L'enfant oppostionnel
De nos jours, les "spécialistes" adorent mettre des étiquettes sur les gens. Surtout sur les enfants.
Selon son institutrice, Philippe présente des signes de "déficite d'attention". Elle veut le faire voire par un psychologue. La pédiatre tant qu'à elle, le catégorise "d'oppositionnel". Même si je n'aime pas les étiquettes, elles peuvent tout de même aider car mettre un nom sur la "condition" peut nous permettre d'ajuster nos interventions...car celles présentées dans tous les livres, à appliquer avec des enfants "normaux" ne fonctionnent pas avec Philippe. Ça peut aider et même encourager de constater que ce n'est peut-être pas parceque nous (les parents) sommes totalement nuls (!), mais bien parceque un enfant "oppositionnel" comme Philippe a besoin d'un autre genre d'intervention.
J'ai toujours du mal à expliquer aux gens qu'est-ce que Philippe a de "différent". J'ai donc commencé des recherches pour faire le ménage dans ma tête, m'aider moi-même à comprendre le mécanisme de tout ça. Chummy et moi avons donc changé de "style" de lectures...il nous faut autre chose pour aider Philippe, pas les livres psycho-pop sur les enfants habituels.

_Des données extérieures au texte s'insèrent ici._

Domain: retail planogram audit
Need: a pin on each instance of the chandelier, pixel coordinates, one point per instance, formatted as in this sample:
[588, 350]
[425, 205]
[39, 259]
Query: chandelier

À date, voici ce que je retiens de l'enfant oppostionnel (je résume autant que possible!) :
Qui est l'enfant oppositionnel?
Le trait de caractère le plus évident de l'enfant oppostionnel est son caractère défiant et ... oppostionnel. Il s'oppose à TOUT. Des chicanes en n'en plus finir surviennent à propos de des péquadilles. Les parents ont le sentiment de constament devoir marcher sur des oeufs. La moindre demande déclanche une guerre à n'en plus finir. Imposer des règlements à la maison et des limites deviennent un travail à temps plein, épuisant toutes les énergies parentales.
L'enfant oppositionnel se voit au même niveau que l'adulte. Par conséquent, il débat, argumente sans cesse. Nous renforçons ce comportement si on "nourrit" l'enfant en argumentant et justifiant sans cesse nos interventions!
Mais pourquoi est-il (elle) oppositionnel (le)?
Les parents d'enfants oppositionnels doivent comprendre que leurs motivations (inconscientes la plupart du temps) sont différentes des "autres" enfants. Il s'agit tout simplement d'un comportement que l'enfant juge "gagnant" et voit la réaction de leur parent comme une récompense.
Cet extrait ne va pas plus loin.